I’ve worked with many clients who feel they’ve failed or are a failure because of a breakup or not being in a relationship yet. This mentality tells me a few things:

  • They see themselves as being 100% responsible for the success of a relationship, so they will go to extraordinary lengths to make it a ‘success’, even if it hurts.
  • To ‘make things work’, they were willing to overcompensate for where the other party wasn’t showing up, including hiding their needs. And they’d still be willing to do so if they thought it would lead to ‘success’.
  • Because they see themselves as 100% responsible for the success, they take sole responsibility for the relationship ending or any problems. It also means that they’ll jump through hoops with auditioning behaviour while dating
  • They regard relationships as ‘success’ and ‘failure’. Being in a relationship is an intrinsic part of their self-worth and identity. They’ve internalised programming about what it is to be a successful human and how to have relationships.
  • There’s often a predetermined idea of what relationship ‘success’ looks like. For instance, many people have internalised a target of ‘before thirty’ to secure a relationship. Even though they could go on to have a genuinely loving relationship in their thirties, forties, fifties and beyond, they think they’re ‘late’. This mentality not only creates anxiety and shame but has a knock-on effect on their choices. Next thing, it’s panic stations, settling for crumbs, and the last chance saloon.
  • They are people pleasers who suppress and repress their needs, desires, expectations, feelings and opinions to put others ahead of themselves. They hope their ‘pleasing’ will lead to attention, affection, approval, love, or validation. Or, failing that, they hope being pleasing will help them avoid conflict, criticism, stress, disappointment, loss, or rejection.
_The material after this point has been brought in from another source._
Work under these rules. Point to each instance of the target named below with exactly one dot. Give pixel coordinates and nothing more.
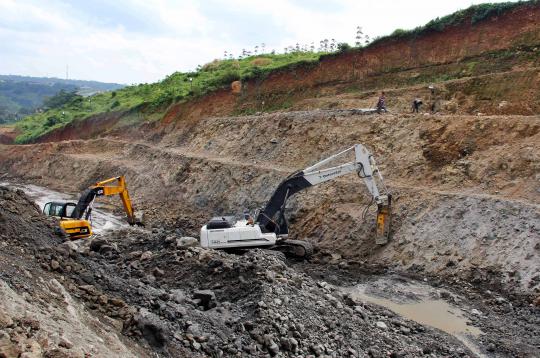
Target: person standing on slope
(416, 104)
(381, 103)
A breakup or your relationship status isn’t a reflection of your worth.

You are not your relationships or your relationship status.

A relationship not working out despite whatever efforts you put into it isn’t a failure.

Being single or going through a breakup also doesn’t make you a failure.

If you’ve blamed yourself for a breakup or shamed yourself for being single, check in with yourself. Your thought process highlights where you’ve inadvertently given up too much of yourself in the past. It’s not that you now need to hold back and be closed off. No, instead, it’s recognising that you don’t have to sacrifice yourself and overgive in your relationships.

Healthy relationships are mutual and copiloted. When your relationships are equitable from the get-go because you’re being yourself, the success of the relationship won’t rest on you.